Some of the speeches made in Lok Sabha on Wednesday were with an eye on next year's general elections with UPA ally Samajwadi Party chief Mulayam Singh Yadav asking the BJP to shun its anti-Muslim agenda if they want their support.
Yadav surprised many when he praised newly appointed BJP president Rajnath Singh for speaking about "socialism" and said his party would change its views towards BJP provided the latter changed its policy towards Muslims and Kashmir.
"We have no differences with the BJP on issues of patriotism, language and border security," he said, with Singh asking him to withdraw support to the UPA.
"First change your stand against Muslims and then we can think," was his candid reply.
Yadav also had some advice for the Prime Minister Manmohan Singh.
"You have been PM for nine years. Do something miraculous for poor so that they remember you. I know you have the capability to do it," he said, while pulling the government for its failures.
Another UPA ally, BSP's Baliram also attacked the government for making tall claims about poverty reduction and said the claim of creating five million jobs was not correct.
The opposition was more scathing in their attack.
"The government has tried to set its political agenda for the polls but it neither has any direction, vision, resolve or willpower to deal with the challenges facing the country," said, where discussion on motion thanking the President for addressing the Parliament commenced on Wednesday.
Singh, in his first speech in Lok Sabha after becoming BJP president, said there was no reason for cheer on the agriculture front, which has grown by only 1.8% last year. He blamed government's wrong economic policies and corruption for plight of common people.

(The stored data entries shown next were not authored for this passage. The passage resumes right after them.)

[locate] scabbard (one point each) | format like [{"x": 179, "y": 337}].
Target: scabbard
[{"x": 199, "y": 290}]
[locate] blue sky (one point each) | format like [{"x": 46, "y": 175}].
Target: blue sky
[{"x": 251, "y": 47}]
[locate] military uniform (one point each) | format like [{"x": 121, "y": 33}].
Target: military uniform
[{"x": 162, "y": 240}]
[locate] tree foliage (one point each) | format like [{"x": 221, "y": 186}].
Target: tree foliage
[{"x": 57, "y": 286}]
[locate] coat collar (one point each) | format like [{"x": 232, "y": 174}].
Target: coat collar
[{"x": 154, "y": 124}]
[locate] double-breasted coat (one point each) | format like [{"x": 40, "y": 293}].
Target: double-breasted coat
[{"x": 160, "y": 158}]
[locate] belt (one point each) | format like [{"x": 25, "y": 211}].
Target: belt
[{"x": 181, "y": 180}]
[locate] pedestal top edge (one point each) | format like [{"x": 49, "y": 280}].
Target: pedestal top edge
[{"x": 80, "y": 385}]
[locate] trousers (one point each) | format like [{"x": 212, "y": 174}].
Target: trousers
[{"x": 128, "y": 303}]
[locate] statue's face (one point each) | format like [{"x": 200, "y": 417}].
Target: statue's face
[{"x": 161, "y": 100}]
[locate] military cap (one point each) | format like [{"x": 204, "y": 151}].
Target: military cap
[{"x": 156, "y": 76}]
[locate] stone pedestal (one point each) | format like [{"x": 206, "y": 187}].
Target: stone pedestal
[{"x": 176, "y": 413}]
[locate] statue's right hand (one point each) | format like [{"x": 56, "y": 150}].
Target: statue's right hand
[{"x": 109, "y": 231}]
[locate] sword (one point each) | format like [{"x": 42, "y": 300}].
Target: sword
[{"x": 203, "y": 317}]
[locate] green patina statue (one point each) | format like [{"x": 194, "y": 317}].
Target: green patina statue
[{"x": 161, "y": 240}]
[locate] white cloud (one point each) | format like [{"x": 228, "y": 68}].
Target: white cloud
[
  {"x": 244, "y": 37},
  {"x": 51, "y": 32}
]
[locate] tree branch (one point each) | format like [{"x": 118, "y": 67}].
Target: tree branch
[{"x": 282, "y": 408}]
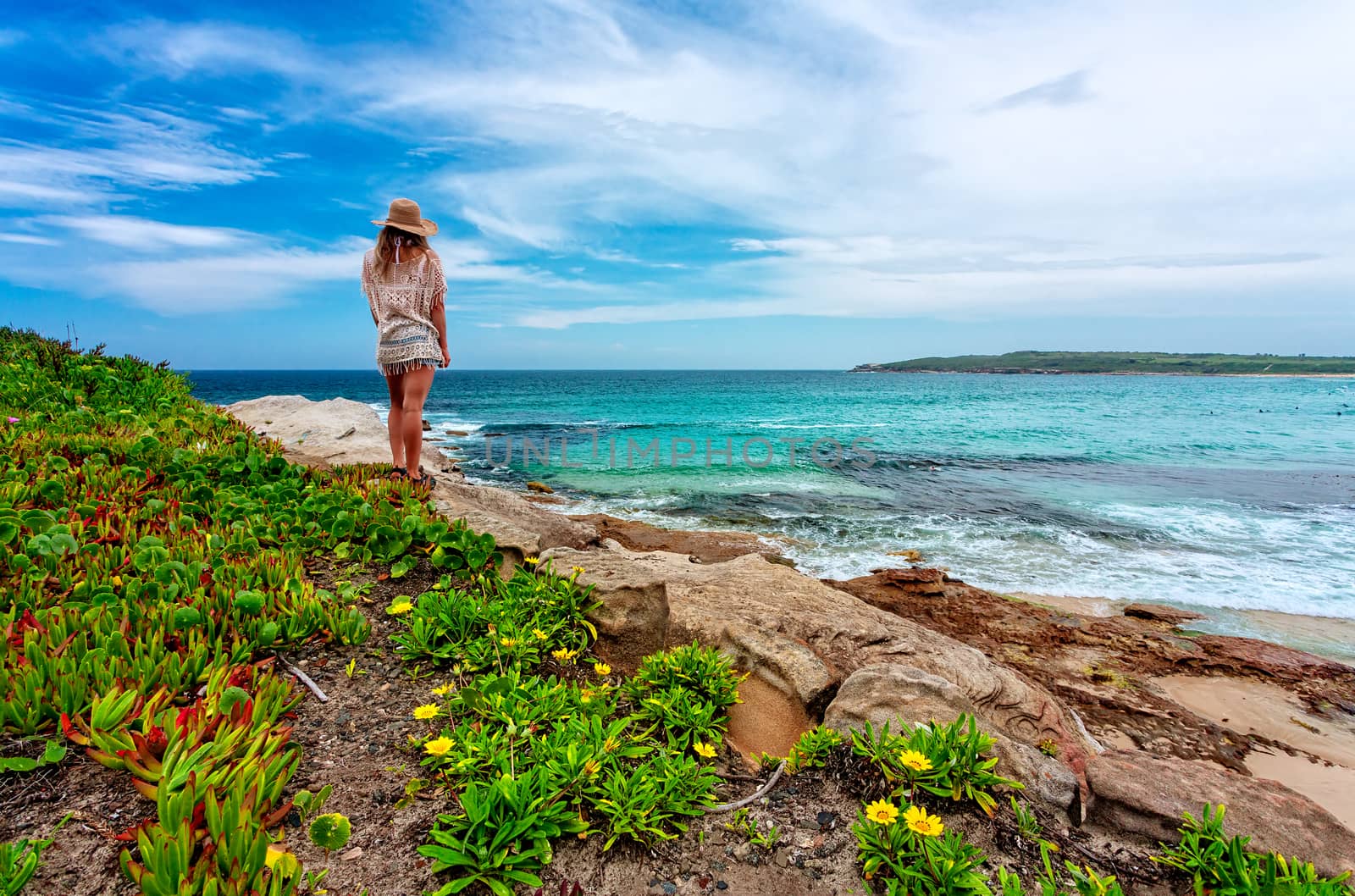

"The government should not try to build castles in the air through the President's aaddress," Singh said.
Saugata Ray of Trinamool Congress said the "rigamarole" of the President's address to Parliament has become an anachronism.
"The President coming in a horse-driven carriage to address Parliament does not inspire anybody," Ray, a former Union minister, said.
Initiating the discussion Congress member PC Chacko defended the government, saying it is no way a sign of policy paralysis that the country has emerged as the largest producer of wheat and rice in the world and is also the top milk producer.
"We have become a model to the world," he said.